Paddy Hirsch Mar 8, 2012
Lawmakers are considering yet another bill to ban insider trading. But the term "insider trading" seems open to interpretation. Senior Producer Paddy Hirsch helps us understand what it is and why it's a big deal. Angela Kim/Marketplace

Every eight years or so, it seems, the Congressional insider trading issue raises its head. This time round, the House has passed a bill banning insider trading by lawmakers, and there’s talk the Senate may simply wave it through. That sounds like good news, except that — like everything else up on Capitol Hill — the term “insider trading” appears somewhat open to interpretation.

So what is insider trading?

The key to insider trading is what’s called material non-public information. Insider trading takes place when a person in possession of material non-public information about a company buys or sells that company’s stock. Imagine a chicken farm owned by a company called OrgEgg. Don’t worry, it’s a free-range organic farm, where the birds roam free over several acres. Because the birds are happy and well fed, they produce vast quantities of eggs and OrgEgg makes pots of money and its stock goes up, up, up.

There are certain things that everyone knows about the farm. They know how many hens there are, what they eat and on average how many eggs they lay. This is in the OrgEgg annual report, and thus it’s all public information.
There are some things that only the company, the farmer and his hens know — such as the gauge of his shotgun, the times of day that he feeds the hens, and the names of the dogs that guard the henhouse. None of this is in the OrgEgg report, so it’s non-public information, but if someone found it out, it wouldn’t be a big deal.

Finally there’s the material non-public information. This is the stuff that the company wants to keep in-house and which someone could use to their advantage when buying or selling OrgEgg securities. For example, the fact that the farm is running out of grain and may have to switch to synthetic feed, which could affect both egg count and quality is material. The fact that more than 70 percent of the eggs are laid by a small group of hens, all of whom recently caught the flu, is material. The fact that the farm is expecting a delivery of a thousand new chickens is material.

It’s legal to know this stuff — after all, every hen in the house knows. It’s also legal to uncover it.
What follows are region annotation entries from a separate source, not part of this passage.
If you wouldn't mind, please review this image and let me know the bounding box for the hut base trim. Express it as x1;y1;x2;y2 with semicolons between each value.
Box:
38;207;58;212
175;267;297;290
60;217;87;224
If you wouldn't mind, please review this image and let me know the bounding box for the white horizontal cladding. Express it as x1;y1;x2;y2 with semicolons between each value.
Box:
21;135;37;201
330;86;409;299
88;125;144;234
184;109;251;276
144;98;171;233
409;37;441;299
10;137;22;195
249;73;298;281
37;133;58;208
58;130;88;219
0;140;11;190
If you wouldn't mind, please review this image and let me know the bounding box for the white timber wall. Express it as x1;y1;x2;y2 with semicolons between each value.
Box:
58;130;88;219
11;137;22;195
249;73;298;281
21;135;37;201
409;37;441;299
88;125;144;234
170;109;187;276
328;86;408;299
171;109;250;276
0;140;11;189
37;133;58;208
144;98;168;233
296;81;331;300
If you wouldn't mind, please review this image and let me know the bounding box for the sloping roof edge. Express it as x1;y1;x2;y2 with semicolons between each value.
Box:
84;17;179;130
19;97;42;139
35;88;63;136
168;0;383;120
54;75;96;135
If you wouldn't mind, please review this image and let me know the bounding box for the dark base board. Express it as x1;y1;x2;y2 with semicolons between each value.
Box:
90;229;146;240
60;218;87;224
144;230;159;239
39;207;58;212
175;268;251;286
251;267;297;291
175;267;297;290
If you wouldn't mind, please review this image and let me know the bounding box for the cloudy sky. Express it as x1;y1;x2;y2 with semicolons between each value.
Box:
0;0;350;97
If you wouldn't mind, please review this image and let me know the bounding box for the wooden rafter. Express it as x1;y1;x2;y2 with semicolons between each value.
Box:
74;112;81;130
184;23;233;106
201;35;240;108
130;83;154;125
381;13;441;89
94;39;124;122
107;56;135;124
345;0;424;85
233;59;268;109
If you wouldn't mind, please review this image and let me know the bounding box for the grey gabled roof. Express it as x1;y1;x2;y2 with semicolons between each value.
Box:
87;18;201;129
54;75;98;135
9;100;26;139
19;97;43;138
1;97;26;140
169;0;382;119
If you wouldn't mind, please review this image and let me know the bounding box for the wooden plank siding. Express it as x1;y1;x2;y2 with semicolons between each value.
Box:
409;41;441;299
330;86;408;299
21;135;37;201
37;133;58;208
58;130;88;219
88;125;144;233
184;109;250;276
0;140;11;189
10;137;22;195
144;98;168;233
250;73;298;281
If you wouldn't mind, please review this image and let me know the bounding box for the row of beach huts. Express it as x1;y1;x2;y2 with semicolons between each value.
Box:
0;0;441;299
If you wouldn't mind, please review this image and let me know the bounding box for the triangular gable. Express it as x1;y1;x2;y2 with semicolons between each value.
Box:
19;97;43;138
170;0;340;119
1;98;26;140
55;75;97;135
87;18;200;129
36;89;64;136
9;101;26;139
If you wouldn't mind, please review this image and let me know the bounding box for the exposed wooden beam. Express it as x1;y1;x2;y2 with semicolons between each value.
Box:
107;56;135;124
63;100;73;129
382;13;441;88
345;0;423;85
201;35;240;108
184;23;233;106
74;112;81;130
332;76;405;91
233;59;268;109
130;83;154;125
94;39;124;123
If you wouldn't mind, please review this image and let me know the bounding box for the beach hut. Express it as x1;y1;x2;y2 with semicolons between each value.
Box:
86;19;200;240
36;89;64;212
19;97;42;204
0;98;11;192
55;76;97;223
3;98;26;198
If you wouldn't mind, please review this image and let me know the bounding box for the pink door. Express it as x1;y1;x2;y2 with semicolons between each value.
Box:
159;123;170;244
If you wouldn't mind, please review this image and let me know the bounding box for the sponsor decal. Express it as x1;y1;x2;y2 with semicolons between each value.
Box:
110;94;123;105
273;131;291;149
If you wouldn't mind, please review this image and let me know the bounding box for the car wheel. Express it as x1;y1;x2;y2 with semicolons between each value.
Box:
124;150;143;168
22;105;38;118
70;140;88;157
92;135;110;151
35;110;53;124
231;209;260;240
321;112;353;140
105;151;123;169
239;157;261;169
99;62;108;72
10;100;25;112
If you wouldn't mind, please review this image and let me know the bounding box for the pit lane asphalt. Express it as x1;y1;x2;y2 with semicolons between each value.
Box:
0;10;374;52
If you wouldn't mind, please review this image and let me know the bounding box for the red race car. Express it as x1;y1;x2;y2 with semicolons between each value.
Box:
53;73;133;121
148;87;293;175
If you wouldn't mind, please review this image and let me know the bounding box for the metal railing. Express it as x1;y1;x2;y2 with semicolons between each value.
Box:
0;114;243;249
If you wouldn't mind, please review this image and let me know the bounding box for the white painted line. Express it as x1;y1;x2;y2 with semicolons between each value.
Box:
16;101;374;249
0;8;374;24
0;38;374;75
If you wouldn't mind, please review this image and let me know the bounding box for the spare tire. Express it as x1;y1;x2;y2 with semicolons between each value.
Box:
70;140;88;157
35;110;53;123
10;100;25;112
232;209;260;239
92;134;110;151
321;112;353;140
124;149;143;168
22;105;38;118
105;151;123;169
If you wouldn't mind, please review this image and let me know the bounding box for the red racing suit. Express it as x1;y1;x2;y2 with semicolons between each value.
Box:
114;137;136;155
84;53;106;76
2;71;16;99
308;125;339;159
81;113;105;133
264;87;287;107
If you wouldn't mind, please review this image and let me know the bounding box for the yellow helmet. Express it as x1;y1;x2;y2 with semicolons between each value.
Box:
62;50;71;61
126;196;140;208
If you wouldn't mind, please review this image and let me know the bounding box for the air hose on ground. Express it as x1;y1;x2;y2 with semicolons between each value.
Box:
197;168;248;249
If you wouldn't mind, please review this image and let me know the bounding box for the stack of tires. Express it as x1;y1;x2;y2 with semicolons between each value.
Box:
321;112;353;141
There are a bunch of foxes who are always hanging around the place asking questions, and we’re pretty sure they know what’s up.

What’s not legal is when you use that information to make money. For example, Chicken Joe might decide to call a friend in the next farm over, send him a few hundred bucks via PayPal and get him to short OrgEgg’s stock. When the news about the bird flu breaks, the stock crashes and Chicken Joe makes a bundle. That’s illegal.

Likewise, one of those sly foxes might hear about that hen delivery and nip down to see his broker and buy a bunch of OrgEgg stock. When the news of the delivery breaks, and the stock inevitably jumps, old Foxy walks off with a packet.

So what’s the big deal, you might ask. So what if someone with makes a trade based on information that she recognizes will affect the company’s share price and that no one knows about yet?

Well, for one this it’s unfair. Allowing people with inside information to trade on it leaves the rest of us at a disadvantage, and that’s not cool. For another, it can encourage corruption. If people with insider knowledge are allowed to trade on it, then people with influence over events or a company’s fortunes might be tempted to manipulate events so that they could profit from them. And that’s REALLY not cool.